One of Okinawa's most common traditional dishes is Goya Chanpuru. Although this dish is "traditional" that doesn't mean it is hard to make, in fact it's super simple.
What You'll Need:
- Goya (Also known in the US as bitter melon)
- Pork (This can be any type of pork you would like although it should be very thinly sliced and not too lean.)
- Soy Sauce
What's not necessary but I recommend:
- Shredded Carrots
- Sake (A dash of this will possibly make your chanpuru sauce taste more like the packaged stuff I get.)
IMPORTANT NOTE: The amount of ingredients you use in this dish is not important. Some people like more eggs than tofu or more tofu than eggs. You can add a lot of pork or just a little. Either way it's up to you. The one thing I will note, however, is that the soy sauce should only be minimal. You should barely be able to taste it.
STEP 1: Prepare the Goya
After washing the goya cut it in half length wise. As you can see in the photo I prefer to cut off the tapered ends first as it makes the goya easier to work with.
STEP 2: Remove the Inside
Once you have cut your goya in half it's time to remove the spongy white insides. The best way to do this is to use a spoon. Your goal is to remove as much of the white spongy stuff you can. The more you remove, the less bitter the goya will be.
STEP 3: Slice and Soak the Goya
Although it might seem simple this is the most important step in order to ensure that you have a good chanpuru experience. The goya should be sliced into U shapes. Your goal should be to slice them as thinly as possible. This time I used a slicer which gave me very nice thin slices quickly. If you choose not to use a slicer ensure that your slices are as thin as possible. The thinner they are the quicker the goya cooks and therefore you will precent having crunchy goya pieces when you're eating. The thin pieces of goya will also make this dish easier to eat for those who have not tried it before. Once you have sliced the goya you're going to want to soak it. The soaking will allow the goya to lose some of it's bitterness. I choose to soak and drain my goya multiple times until the water drains clear where as others choose to soak their goya with some salt.
STEP 4: Start to Fry
Once everything is sliced and diced it's time to head over to the frying pan.
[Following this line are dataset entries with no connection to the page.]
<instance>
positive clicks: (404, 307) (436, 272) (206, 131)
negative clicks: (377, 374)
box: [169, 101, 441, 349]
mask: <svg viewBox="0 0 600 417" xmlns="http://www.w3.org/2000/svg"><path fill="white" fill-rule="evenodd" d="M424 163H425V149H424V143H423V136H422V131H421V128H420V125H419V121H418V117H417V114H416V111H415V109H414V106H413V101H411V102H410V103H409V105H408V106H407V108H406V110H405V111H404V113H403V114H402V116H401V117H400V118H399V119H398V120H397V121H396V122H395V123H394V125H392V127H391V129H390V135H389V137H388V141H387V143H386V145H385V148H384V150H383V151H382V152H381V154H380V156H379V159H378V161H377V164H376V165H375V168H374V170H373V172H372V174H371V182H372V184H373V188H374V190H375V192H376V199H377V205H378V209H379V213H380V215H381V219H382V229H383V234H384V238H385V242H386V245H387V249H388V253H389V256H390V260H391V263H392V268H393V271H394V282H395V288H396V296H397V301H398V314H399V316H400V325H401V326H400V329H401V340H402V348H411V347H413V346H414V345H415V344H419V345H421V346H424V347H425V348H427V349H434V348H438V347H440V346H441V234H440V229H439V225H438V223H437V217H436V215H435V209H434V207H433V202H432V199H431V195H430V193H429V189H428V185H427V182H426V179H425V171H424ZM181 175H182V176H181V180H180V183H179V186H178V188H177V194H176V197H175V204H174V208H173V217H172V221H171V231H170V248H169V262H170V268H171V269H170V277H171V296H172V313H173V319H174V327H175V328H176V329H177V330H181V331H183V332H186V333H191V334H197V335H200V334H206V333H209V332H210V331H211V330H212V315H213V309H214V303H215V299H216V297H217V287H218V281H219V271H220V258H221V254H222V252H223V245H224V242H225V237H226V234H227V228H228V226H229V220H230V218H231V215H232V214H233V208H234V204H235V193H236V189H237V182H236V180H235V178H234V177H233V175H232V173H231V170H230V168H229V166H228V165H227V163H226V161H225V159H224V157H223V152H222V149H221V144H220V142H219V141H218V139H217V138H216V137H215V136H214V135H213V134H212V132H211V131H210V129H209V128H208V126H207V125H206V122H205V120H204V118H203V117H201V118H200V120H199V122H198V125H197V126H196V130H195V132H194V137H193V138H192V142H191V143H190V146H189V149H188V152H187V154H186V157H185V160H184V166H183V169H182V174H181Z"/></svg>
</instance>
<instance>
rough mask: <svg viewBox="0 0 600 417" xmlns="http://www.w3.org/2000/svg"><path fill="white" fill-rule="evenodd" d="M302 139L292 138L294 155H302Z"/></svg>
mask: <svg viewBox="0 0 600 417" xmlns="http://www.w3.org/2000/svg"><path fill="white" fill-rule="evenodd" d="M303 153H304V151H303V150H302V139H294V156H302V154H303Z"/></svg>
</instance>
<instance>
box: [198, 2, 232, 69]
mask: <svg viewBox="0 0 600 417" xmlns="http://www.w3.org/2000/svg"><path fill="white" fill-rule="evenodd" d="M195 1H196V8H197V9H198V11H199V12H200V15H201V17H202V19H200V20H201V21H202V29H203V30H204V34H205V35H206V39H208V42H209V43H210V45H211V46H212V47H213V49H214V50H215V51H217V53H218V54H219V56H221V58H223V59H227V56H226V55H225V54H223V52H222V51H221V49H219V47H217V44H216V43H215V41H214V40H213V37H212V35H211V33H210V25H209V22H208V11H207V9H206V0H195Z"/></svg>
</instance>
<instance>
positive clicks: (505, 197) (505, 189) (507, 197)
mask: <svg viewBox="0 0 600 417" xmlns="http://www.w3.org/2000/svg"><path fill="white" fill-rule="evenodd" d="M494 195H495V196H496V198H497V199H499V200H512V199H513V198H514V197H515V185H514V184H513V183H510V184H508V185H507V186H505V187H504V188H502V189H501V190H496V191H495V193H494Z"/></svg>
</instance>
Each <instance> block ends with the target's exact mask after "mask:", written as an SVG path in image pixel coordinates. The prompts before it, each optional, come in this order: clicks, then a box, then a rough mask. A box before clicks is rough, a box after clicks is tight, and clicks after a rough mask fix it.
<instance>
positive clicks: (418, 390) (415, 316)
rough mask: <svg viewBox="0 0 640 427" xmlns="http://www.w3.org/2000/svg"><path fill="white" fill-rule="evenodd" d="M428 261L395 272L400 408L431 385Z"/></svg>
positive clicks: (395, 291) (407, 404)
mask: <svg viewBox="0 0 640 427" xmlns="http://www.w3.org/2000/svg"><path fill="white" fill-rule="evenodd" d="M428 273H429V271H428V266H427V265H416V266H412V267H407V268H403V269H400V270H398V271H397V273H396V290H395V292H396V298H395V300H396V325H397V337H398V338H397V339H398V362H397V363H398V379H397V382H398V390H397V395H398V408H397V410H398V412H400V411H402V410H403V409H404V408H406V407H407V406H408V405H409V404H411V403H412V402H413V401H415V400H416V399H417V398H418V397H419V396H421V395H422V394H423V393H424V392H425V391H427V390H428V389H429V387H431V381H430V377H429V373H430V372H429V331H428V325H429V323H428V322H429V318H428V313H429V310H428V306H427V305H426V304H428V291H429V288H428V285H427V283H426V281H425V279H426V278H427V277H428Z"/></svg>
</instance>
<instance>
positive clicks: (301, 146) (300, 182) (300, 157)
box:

The first thing for you to put into the frying pan is your pork. As I mentioned above thinly sliced pork which is not too lean is the best because it offers more flavor to the dish, it can be broken apart easily and not too chewy.
DID YOU KNOW: Pork is a very important part of the Okinawan Diet?
Once the pork is about 90% cooked it's time to put in the goya.
It's important to ensure that the goya is completely drained so that you do not have any unnecessary fluids in your chanpuru. Toss the goya around until it starts to become cooked. Much like other veggies goya will cook down and lose some of it's color once it's been fully cooked.
The next step is to add in your tofu. There are many types of tofu that you can put in your chanpuru. Usually I put in fresh local tofu but because this one was on sale for 88yen I got this one today.
You can cube your tofu or make it the consistency of scrambled eggs. I like when it is the way that the tofu distributes throughout the dish when it is the consistency of scrambled eggs so I use hashi to mix it up a bit.
Once it's mixed around in the pan you can see how the tofu evenly disperses throughout. At this time you're also going to want to add in the sauce. I had packets of sauce that I get from my local grocery store, however, you can use sake (or coking sake) and soy sauce.
Finally we add in the eggs. Just go ahead and put them in there and mix them around. Once it's mixed around and the yolks have been broken down cover the dish and let simmer for a short time until the eggs become firm.
Now officially you're done, but there are many other restaurants that will add in some carrots so I have some carrots which I picked up from the store already shredded which I add in just before the dish is done cooking.
Now that the carrots are cooked that's it, you're done. For me the next step is putting the food into containers and into the fridge. It will keep for a couple of days so it's a good meal to make and then pack for lunch. When it comes to the taste the dish is yummy and natural tasting BUT not for everyone. The goya is bitter, like eating the rind of a watermelon almost but the mix of flavors makes it really good. Goya is also a very healthy food which is a main part of the diet here in Okinawa especially during the summer. Some people even grow it in their own yards.